Figure 11: Comparison of identified TBP binding domains among transcription factors, whose interaction with TBP is essential for transcriptional activity. The protein sequences (Swissprotein data base) were initially aligned with the program Pileup (Wisconsin Sequence Analysis Package), and additional gaps were introduced manually to obtain maximal alignment. Underlined sequences in p230 have been shown to be important for TBP binding (Kokubo et al., 1994), and the arrows identify sites that have been demonstrated to be important for TBP binding in c-Fos (Metz et al., 1994b). Uppercase letters indicate homology between two sequences; uppercase bold letters indicate homology among three or more sequences.

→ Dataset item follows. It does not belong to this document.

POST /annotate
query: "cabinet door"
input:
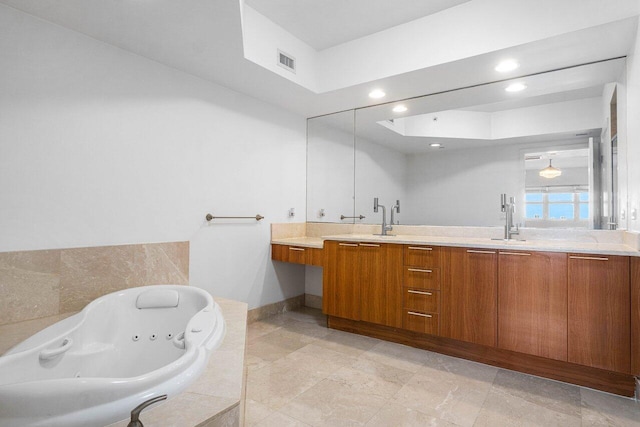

Although TEF-1 blocks the formation of TBP-TATA complexes, this does not exclude the possibility that TEF-1 can serve as a transactivator in certain cell types. In such cells, additional cofactors may prevent TEF-1 inhibition of TBP-TATA complex formation in a manner similar to TFIIA inhibition of ADI-mediated disruption of the TBP-TATA complex (Auble and Hahn, 1993). However, the data do support the concept that TEF-1 may be an exclusive repressor in some cell types. This conclusion is strengthened by our recent findings that a 30-kDa GT-IIC-binding factor, apparently unrelated to TEF-1, is correlated with hCS enhancer activity in COS-1 cells, which express very low levels of TEF-1 (Jiang and Eberhardt, 1995). Accordingly, it is possible that TEF-1 provides a counterregulatory stimulus to the actions of other factors that mediate transactivation through the GT-IIC enhanson.